Comment 2 Sergiusz Urbaniak 2020-11-13 09:03:43 UTC
UpcomingSprint: We don't have enough capacity to tackle this one in the next sprint (193).

Comment 9 hongyan li 2021-04-16 04:49:12 UTC
Rule is sum by(name, namespace) (increase(aggregator_unavailable_apiservice_count[10m])) > 4
metric aggregator_unavailable_apiservice_count doesn't exist

Comment 10 Damien Grisonnet 2021-04-19 12:49:39 UTC
As the fix is already merged upstream, bumping kubernetes-mixin downstream should resolve this BZ. Thus, I'm reassigning this bug to Pawel as he is reponsible for the 4.8 bumps.

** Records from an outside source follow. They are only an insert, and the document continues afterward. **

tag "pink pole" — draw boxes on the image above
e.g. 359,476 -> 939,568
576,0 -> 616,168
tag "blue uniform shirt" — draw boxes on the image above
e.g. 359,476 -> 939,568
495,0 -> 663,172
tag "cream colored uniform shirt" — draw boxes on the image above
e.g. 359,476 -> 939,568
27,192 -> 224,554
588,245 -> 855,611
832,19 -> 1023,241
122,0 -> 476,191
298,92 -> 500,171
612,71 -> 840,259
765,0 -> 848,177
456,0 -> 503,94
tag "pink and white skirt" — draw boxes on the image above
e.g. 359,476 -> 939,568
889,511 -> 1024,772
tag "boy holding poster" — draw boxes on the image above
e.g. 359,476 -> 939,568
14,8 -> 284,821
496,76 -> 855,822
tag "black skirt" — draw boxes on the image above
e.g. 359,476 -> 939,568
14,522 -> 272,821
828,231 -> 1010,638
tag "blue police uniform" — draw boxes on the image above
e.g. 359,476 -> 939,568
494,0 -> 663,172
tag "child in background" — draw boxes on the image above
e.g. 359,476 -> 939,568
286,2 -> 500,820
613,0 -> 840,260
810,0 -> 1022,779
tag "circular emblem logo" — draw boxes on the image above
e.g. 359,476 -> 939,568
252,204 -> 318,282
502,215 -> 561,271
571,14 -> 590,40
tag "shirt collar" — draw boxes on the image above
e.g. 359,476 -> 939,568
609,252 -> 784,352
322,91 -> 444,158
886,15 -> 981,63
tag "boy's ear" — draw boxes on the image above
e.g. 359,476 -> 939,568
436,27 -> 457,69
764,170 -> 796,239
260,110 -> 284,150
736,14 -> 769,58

Comment 12 hongyan li 2021-05-06 07:19:40 UTC
Test with payload

# oc get cm prometheus-k8s-rulefiles-0 -oyaml|grep -A10 AggregatedAPIErrors
      - alert: AggregatedAPIErrors
        annotations:
          description: An aggregated API {{ $labels.name }}/{{ $labels.namespace }} has
            reported errors. It has appeared unavailable {{ $value | humanize }} times
            averaged over the past 10m.
          summary: An aggregated API has reported errors.
        expr: |
          sum by(name, namespace)(increase(aggregator_unavailable_apiservice_total[10m])) > 4
        labels:
          severity: warning
      - alert: AggregatedAPIDown

Comment 15 errata-xmlrpc 2021-07-27 22:33:58 UTC
Since the problem described in this bug report should be
resolved in a recent advisory, it has been closed with a
resolution of ERRATA.

For information on the advisory (Moderate: OpenShift Container Platform 4.8.2 bug fix and security update), and where to find the updated
files, follow the link below.

If the solution does not work for you, open a new bug report.

https://access.redhat.com/errata/RHSA-2021:2438